You will find technical details about CTKD, our security analysis, a detailed discussion of the threads, a discussion, and potential mitigations in our BLURtooth preprint.
We discovered the vulnerability in March 2020 and responsibly disclosed our findings along with suggested countermeasures to the Bluetooth SIG in May 2020. We kept our findings private and the Bluetooth SIG publicly disclosed them, without informing us, on the 10th of September of 2020. Our work is assigned CVE-2020-15802.

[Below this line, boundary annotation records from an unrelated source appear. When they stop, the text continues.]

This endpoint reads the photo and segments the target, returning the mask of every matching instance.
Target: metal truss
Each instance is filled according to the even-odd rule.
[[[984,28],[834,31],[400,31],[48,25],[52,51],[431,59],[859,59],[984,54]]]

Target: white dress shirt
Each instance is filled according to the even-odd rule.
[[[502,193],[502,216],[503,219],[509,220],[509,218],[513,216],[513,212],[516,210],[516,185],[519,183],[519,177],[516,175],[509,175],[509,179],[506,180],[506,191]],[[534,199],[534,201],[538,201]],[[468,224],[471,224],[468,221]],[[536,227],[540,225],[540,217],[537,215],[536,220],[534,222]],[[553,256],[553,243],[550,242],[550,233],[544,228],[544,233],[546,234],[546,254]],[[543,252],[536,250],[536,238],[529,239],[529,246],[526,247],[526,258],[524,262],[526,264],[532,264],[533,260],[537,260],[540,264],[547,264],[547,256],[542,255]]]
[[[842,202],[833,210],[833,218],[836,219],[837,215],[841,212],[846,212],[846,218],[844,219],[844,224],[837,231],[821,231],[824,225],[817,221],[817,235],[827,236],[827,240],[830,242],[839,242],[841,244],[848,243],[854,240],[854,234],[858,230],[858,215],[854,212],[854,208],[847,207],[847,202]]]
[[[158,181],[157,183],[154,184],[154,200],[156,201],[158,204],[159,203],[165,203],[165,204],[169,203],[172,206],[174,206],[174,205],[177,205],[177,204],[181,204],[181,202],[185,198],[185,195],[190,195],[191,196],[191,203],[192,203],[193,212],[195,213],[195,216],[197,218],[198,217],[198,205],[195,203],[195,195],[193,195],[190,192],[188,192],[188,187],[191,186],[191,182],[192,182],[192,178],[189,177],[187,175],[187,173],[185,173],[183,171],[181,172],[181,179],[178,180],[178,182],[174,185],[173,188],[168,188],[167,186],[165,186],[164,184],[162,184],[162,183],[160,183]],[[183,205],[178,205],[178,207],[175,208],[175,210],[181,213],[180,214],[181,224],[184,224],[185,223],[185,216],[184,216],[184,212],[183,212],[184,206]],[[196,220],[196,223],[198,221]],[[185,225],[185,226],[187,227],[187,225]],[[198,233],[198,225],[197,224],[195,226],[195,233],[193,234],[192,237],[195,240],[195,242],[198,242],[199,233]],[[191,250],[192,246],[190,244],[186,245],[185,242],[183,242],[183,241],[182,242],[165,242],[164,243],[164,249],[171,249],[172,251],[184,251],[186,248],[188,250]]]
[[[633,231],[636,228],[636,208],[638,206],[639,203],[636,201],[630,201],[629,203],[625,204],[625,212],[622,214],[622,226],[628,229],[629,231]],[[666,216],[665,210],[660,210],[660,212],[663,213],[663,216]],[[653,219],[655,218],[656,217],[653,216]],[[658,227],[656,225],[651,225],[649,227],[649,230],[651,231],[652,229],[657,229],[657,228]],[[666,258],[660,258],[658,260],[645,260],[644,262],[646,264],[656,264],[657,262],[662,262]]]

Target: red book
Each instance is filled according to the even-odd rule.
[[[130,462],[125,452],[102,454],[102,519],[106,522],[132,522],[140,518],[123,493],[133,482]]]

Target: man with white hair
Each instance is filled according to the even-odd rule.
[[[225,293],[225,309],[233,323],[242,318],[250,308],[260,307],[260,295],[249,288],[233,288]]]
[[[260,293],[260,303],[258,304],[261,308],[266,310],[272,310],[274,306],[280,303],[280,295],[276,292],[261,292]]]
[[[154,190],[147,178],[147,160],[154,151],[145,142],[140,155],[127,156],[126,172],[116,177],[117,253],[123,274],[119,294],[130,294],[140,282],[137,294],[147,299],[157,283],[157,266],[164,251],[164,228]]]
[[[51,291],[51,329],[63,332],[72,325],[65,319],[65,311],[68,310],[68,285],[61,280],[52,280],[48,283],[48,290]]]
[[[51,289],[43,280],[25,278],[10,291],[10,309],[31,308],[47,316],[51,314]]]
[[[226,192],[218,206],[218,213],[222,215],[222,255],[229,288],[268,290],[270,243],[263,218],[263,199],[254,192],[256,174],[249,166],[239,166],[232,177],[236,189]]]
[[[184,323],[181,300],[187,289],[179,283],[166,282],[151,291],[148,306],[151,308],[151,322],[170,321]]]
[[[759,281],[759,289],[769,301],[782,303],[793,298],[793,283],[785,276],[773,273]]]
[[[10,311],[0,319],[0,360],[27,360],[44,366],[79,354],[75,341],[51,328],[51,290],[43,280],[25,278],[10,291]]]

The BLUR attacks are a significant threat for all Bluetooth users and the related vulnerabilities remain 0-days. Our claim is backed up by our experimental results where we successfully conducted impersonation, man-in-the-middle, and malicious sessions establishment attacks on 13 different devices. Our device sample include manufacturers such as Dell, Google, Lenovo, Samsung, and Sony, operating systems, such as Windows 10, Linux, and Android, and Bluetooth chip manufacturers such as Cypress, Qualcomm, Intel, Broadcom, and Cambridge Silicon Radio (CSR).
As part of our disclosure, we provided concrete fixes to combat the BLUR attacks. In particular, we recommended disabling the capability to overwrite keys via CTKD in certain circumstances, enforce strong association and Secure Connections and roles across BT and BLE, disable pairing over BT and/or BLE when not needed, and add user notifications in case of odd behaviors. Our fixes can be implemented at the standard level and do not require vendor-specific features.
At the time of writing, there are no deployed patches to address the BLUR attacks on actual devices. The Bluetooth SIG suggested that version 5.1 of the standard will contain guidelines to mitigate the BLUR attacks (e.g., disable key overwrites in certain circumstances as proposed in our countermeasures), but such guidelines are not (yet) public and we cannot comment on them. The Bluetooth SIG provides a public statement about BLURtooth and the BLUR attacks.